Tarihi fantastik türündeki romanımız Osmanlı zamanında geçiyor. Yosma Hatun kendini çok iyi tanıyan bir yeniçeri. Ne halt yiyecekse genelde bunun farkında. Böyle sivri, uç bir karakterle başbaşa kaldığınızda ise gülümsememek elde değil. Bazen dünyadaki en mutlu varlık, bazen ise dünyadaki en ağzı bozuk kişi. Bu durum biraz da doğallığından kaynaklanıyor.
Peki ya Yosma’nın içinde bulunduğu bu roman bizlere neler anlatacak? Bunu görmek için sizleri arka kapak yazısını okumaya davet edelim:
16. yüzyılın sonlarında doğar Yosma, Hırvat toprağında. Hasbehas yeniçeridir, Osmanlıdır. Simsiyahtır saçı, kapkaradır gözü. Teni akça pakça, dili pabuç kadar. Fikri neyse zikri de odur. Ve bilinmeli ki gönlünde bir Şehzâde Daryal yatar, bir de intikam…
Geçmişten gelen bir hesabı vardır Yosma’nın. Irzına geçmişler, anasını öldürmüşler. Dört gözle beklemektedir sefer haberini. Ve gün gelir, ferman işitilir, sefer vaktidir! Viyana yollarına düşülecek, cenk edilecektir. Büyük müjdedir bu Yosma Hatun nazarında!
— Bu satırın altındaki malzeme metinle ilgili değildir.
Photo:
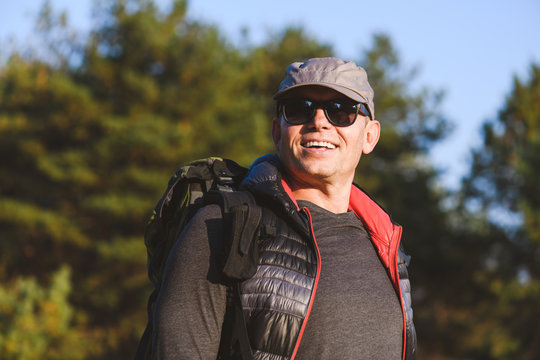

Ama cengin dehşetli yanıyla, bu tahsilatın karanlık tarafıyla nasıl yüzleşecektir?
Buyurun bir yeniçerinin masalına… Pürdikkat yapışın bu cesur hatunun kelamına…
Şükrü Karakoç‘un kapak tasarımı, Ömer Ezer düzeltisi ve Yankı Enki editörlüğünde İthaki Yayınları etiketiyle raflara gelecek olan bu roman 248 sayfa.
Bu cuma çıkacak olan Bir Yeniçeri Masalı şu anda ön siparişte.
Her zaman şiirsel diliyle öne çıkan Hamit Çağlar Özdağ‘ı okumanızı öneririm, çünkü bu romanını çok sevdim!